Editorials

Sailboat voyage ends in clash over parenting

By the Herald editorial staff

The blogosphere still tingles with anonymous outrage directed at 16-year-old Abby Sunderland's parents for letting her set out in a sailboat to circumnavigate the globe.

There also is equally anonymous outrage directed at the critics for denouncing Abby and her parents.

Both sides came about because Abby ran into a storm in the Indian Ocean that destroyed her boat's mast under a towering wave.

Other teens of Abby's age succeeded in sailing around the world, or climbing Mount Everest or accomplishing other spectacular feats without facing such an onslaught of criticism.

But Abby was struck by a wave, leading to an expensive and successful search for which someone will have to pay.

Advice on parenting has been plentiful. Abby's parents have been called criminal by some for letting her go and courageous and wise by others who think a properly prepared 16-year-old should be allowed to pursue her dream.

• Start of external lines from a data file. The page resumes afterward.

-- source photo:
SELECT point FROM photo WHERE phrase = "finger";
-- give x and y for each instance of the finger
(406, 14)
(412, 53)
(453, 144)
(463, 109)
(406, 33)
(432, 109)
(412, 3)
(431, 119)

It's tempting -- it always is when writing editorials -- to say the truth probably lies somewhere in between.

But we don't think so.

To us, both positions seem correct.

Parents who would not let their own teenagers undertake such adventures likely didn't raise their children to be prepared for such risks. They would be right to balk at the ludicrous notion their unskilled offspring ought to sail off around the world.

But obviously Abby's upbringing included lots of solo sailing. Add to that the fact that she was halfway around the world when her boat was dismasted. That sort of thing could happen to a 60-year-old sailor with a world of experience just as easily as to a 16-year-old girl.

Other bloggers who say they would let their loved ones set out and applaud the Sunderlands' decision probably have raised their youngsters with a strong inclination toward self-reliance.

And it is essential to add that the parents aren't the only factors here.

The right decision depends on the teens themselves. Some may be ready while others are incredibly ill-prepared for the risks. It's a matter of individual experience and ability.

NBC News, in discussing the Sunderland girl's voyage, brought up the case of Jessica Dubroff, the California 7-year-old who died in 1996, along with her father and a supervising pilot, when the overloaded Cessna airplane she was supposedly "piloting" stalled after a questionable takeoff into a storm in Cheyenne, Wyo.

Jessica was trying to be the youngest person ever to pilot a plane coast to coast. (By FAA requirements, she was not the official pilot of the plane but her father, before the last takeoff, said she had been at the controls all the time up until then. Father and daughter were in a hurry to complete the cross-country flight before Jessica's eighth birthday.)

The Herald editorialized at the time of Jessica's death that 7 was entirely too young to be allowed to attempt such a thing.

There are greater differences between 7 and 16 than just the years.

Whether Abby Sunderland adequately was prepared for her voyage is a separate issue from the outcry over who will pay for her rescue.

It has a touch of malice in it.

Instead of rejoicing that she is safe, some folks seem to want to punish her -- or her family -- because she survived.

They give more credence to the act of nature that sent a gigantic wave her way than to the extraordinary skill that brought her, alone, through some of the most dangerous ocean passages in the world.

It almost is as if Abby is being blamed for not dying, and someone has to pay for it.

That usually is not what parenting is about.